Now, we did consider living off-base in the community, too. A lot of people will say "DON'T DO IT" but it's a totally reasonable option.  Jack's PCS sponsor lives in the community with her family, and their house is really nice.  But we decided to live on-base mainly for the sheer convenience factors of not having to worry about whether our landlord would be good or not, and not having to worry about paying for utilities - especially on Guam where you need A/C year-round.  Electric bills in the community can get pricey if you're not careful. Base housing has central air, but everywhere else on the island there are separate A/C units for each room, so you can conserve your electricity and only cool the rooms you need to. (They work really well, not like window units in the states, but you have to be more strategic/mindful about it than on-base.)

Monday, August 12, 2013

inside, outside

One of Faith's favorite requests is to go outside. Except usually she asks to "go in outside."  She gets a little confused with prepositions/adjectives and their opposites... she'll often say "need door open" when she means "closed," "need light off" when she means "on," etc.  It can get a bit confusing.

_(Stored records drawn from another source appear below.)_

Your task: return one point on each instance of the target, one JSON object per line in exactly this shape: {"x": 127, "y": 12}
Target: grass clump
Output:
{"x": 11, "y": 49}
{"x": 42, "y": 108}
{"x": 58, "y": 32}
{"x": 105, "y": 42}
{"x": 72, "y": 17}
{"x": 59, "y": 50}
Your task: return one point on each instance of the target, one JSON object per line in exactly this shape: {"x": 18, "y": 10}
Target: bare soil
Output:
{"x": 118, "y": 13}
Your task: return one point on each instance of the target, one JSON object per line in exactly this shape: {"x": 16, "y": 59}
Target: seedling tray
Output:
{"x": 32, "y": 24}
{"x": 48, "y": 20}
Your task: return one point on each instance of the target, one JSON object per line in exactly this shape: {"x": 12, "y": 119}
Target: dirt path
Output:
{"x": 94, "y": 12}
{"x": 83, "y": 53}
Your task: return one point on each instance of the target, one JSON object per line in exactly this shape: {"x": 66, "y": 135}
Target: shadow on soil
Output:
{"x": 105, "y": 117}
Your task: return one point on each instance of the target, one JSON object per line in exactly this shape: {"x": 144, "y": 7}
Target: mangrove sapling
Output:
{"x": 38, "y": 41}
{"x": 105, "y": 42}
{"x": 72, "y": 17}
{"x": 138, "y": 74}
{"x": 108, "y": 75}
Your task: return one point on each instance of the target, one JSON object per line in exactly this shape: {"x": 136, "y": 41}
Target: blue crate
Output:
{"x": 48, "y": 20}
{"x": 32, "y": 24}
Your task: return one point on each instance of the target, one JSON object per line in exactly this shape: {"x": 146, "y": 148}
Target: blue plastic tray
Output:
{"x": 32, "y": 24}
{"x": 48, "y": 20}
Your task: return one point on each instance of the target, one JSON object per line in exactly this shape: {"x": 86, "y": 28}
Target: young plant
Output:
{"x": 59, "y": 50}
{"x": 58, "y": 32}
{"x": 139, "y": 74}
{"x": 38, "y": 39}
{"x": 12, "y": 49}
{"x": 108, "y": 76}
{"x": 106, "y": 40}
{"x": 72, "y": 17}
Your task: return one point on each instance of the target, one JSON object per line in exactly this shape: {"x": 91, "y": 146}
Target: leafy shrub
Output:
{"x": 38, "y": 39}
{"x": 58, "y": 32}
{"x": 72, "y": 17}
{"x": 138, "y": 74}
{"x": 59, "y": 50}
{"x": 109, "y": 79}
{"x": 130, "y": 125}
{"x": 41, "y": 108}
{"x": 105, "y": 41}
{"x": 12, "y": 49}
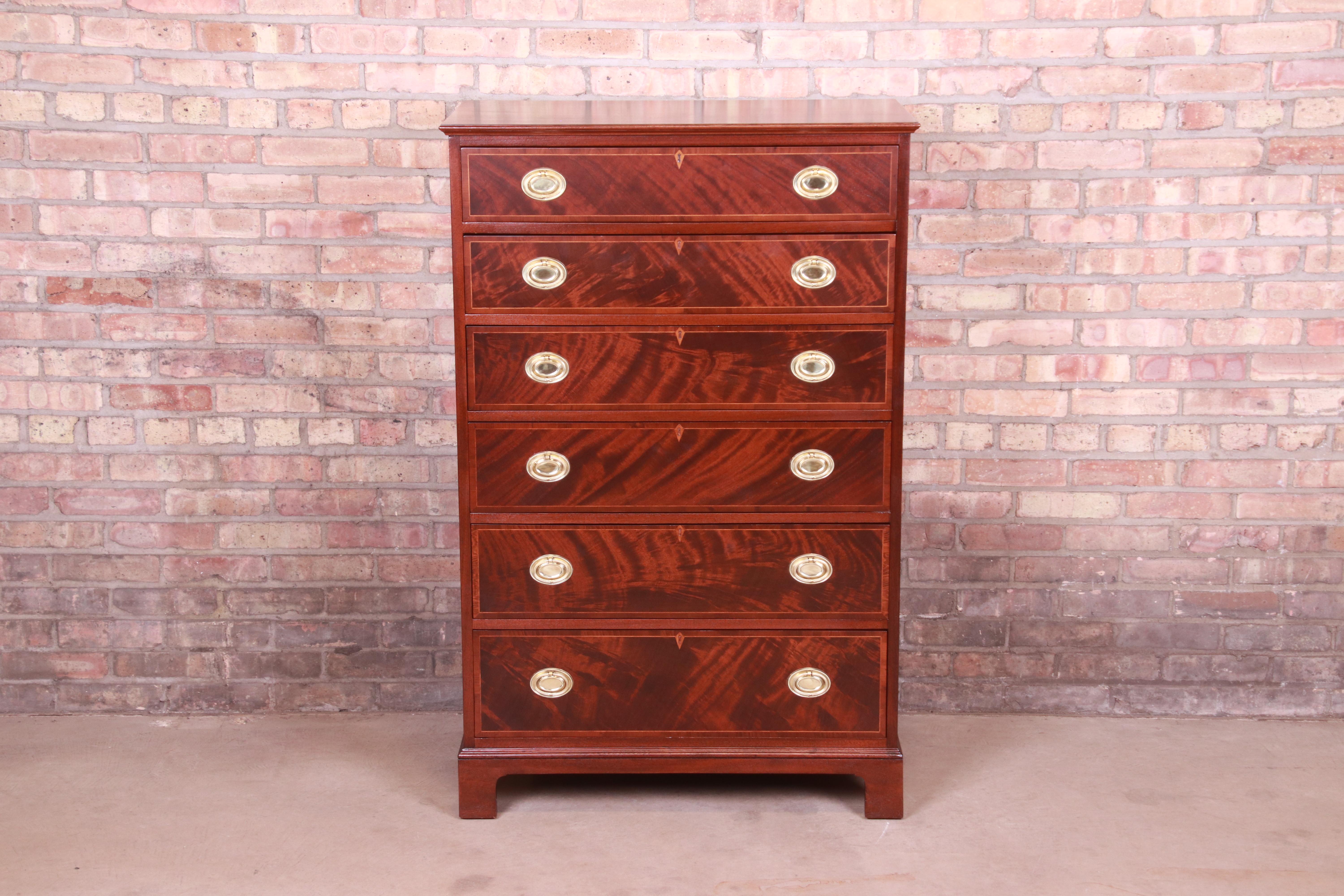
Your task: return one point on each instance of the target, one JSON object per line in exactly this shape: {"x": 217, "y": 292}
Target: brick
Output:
{"x": 260, "y": 189}
{"x": 1017, "y": 402}
{"x": 1088, "y": 229}
{"x": 974, "y": 11}
{"x": 1170, "y": 41}
{"x": 1253, "y": 261}
{"x": 71, "y": 146}
{"x": 1068, "y": 81}
{"x": 314, "y": 152}
{"x": 162, "y": 398}
{"x": 959, "y": 156}
{"x": 194, "y": 73}
{"x": 978, "y": 80}
{"x": 1179, "y": 506}
{"x": 1237, "y": 402}
{"x": 1277, "y": 37}
{"x": 924, "y": 43}
{"x": 1089, "y": 154}
{"x": 154, "y": 328}
{"x": 71, "y": 68}
{"x": 1131, "y": 261}
{"x": 1190, "y": 367}
{"x": 1319, "y": 367}
{"x": 1044, "y": 43}
{"x": 1224, "y": 152}
{"x": 1159, "y": 331}
{"x": 202, "y": 150}
{"x": 1310, "y": 74}
{"x": 1021, "y": 332}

And in fact, thinking back, I might have accidentally lied on her 30-month Ages & Stages questionnaire, when it asked something about your toddler knowing the difference between "on," "under," "around," and the like. I was all "oh yeah, she's totally got that."  Oops.

Yesterday we worked on knowing the difference between "inside" and "outside."  Faith would step out onto our hotel balcony and I would follow her, and we'd both exclaim "Outside!!"  Then we both stepped back through the doorway and said "Inside!!" just as excitedly. We did this approximately four hundred times. The hotel housekeeper was there at the time, too, and I'm pretty sure she thought there was something wrong with me.

But this was not the end of the balcony adventures. Jack and I were reading or something, and Faith was playing with her toys and going in and out onto the balcony, doing her incomprehensible "I'm a 2-year-old and my games make no sense" thing.


It turns out that the best game ever? Is dropping things over the edge of the balcony.

Her shoes, my shoes, her toys, whatever.

Jack went out to retrieve our belongings (of course our balcony is the maximum possible distance from the hotel entrance, just to add to the fun). I was standing on the balcony, trying not to laugh, with Faith who obviously still thought this was the best ever and hugely successful.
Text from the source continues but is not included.